Jean-Claude Favre et Jean-Daniel Henchoz,
assesseurs. M. Jérôme Campart, greffier.
Recourantes
1.
X._____________________, M. Y._____________________,
Etablissement médico-social, à Lausanne,
2.
Z._____________________, à
Crissier, représentée par X._____________________, à Lausanne,
Autorité intimée
Service de l'emploi, Office cantonal
de la main-d’œuvre et du placement (OCMP), à Lausanne,
Autorité concernée
Service de la population (SPOP), à Lausanne,
Objet
refus de délivrer une autorisation de séjour
et de travail
Recours X._____________________ et Z._____________________
c/ décision du Service de l'emploi, Office cantonal de la main-d'oeuvre et du
placement du 14 novembre 2006 refusant l'octroi d'une autorisation de séjour
et de travail en faveur de celle-ci.
Faits
Vu les faits suivants
A.
Z._____________________, ressortissante russe, née le 15
avril 1983, est entrée en Suisse, au bénéfice d’une autorisation de séjour de
courte durée pour artistes de cabaret valable dès le 1er avril 2006.
Elle a exercé cette activité jusqu’à un accident à la suite duquel elle a été
mise en arrêt de travail dès le 26 juillet 2006, selon certificat médical
délivré par le Centre hospitalier universitaire vaudois.
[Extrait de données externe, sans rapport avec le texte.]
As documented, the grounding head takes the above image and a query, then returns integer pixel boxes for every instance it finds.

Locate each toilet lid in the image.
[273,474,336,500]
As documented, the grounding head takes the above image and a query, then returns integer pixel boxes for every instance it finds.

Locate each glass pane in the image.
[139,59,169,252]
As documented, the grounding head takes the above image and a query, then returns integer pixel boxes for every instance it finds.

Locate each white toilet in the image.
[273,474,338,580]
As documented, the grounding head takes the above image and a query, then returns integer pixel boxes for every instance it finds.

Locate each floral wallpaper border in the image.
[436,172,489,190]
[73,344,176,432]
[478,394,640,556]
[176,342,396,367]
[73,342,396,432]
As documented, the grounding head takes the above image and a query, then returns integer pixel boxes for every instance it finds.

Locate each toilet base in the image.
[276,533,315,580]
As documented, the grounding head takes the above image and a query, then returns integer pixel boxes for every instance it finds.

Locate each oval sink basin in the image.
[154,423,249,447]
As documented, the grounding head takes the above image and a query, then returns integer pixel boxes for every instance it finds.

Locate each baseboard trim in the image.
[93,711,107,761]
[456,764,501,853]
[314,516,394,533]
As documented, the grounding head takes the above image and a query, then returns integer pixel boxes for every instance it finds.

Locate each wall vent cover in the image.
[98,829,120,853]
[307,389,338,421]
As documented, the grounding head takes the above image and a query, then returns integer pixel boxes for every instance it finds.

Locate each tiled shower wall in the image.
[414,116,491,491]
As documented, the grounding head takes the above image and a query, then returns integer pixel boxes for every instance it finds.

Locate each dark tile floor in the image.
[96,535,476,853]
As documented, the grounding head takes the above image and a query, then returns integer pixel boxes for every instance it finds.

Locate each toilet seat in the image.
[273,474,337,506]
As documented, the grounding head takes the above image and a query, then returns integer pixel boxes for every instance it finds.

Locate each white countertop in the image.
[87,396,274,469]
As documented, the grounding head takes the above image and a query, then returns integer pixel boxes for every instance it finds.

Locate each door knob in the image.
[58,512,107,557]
Au début du mois
d’août 2006, elle a présenté une demande d’autorisation de séjour dans le
canton de Vaud pour traitement médical.
Le 30 octobre 2006, l’intéressée a conclu un contrat
de travail de durée indéterminée en qualité d’infirmière en formation pour
reconnaissance d’équivalence avec la Fondation X._____________________ qui
exploite un établissement médico-social à Lausanne. A la même date, la
Fondation X._____________________ a présenté une demande d’autorisation de
séjour et de travail pour une durée de douze mois en faveur de Z._____________________.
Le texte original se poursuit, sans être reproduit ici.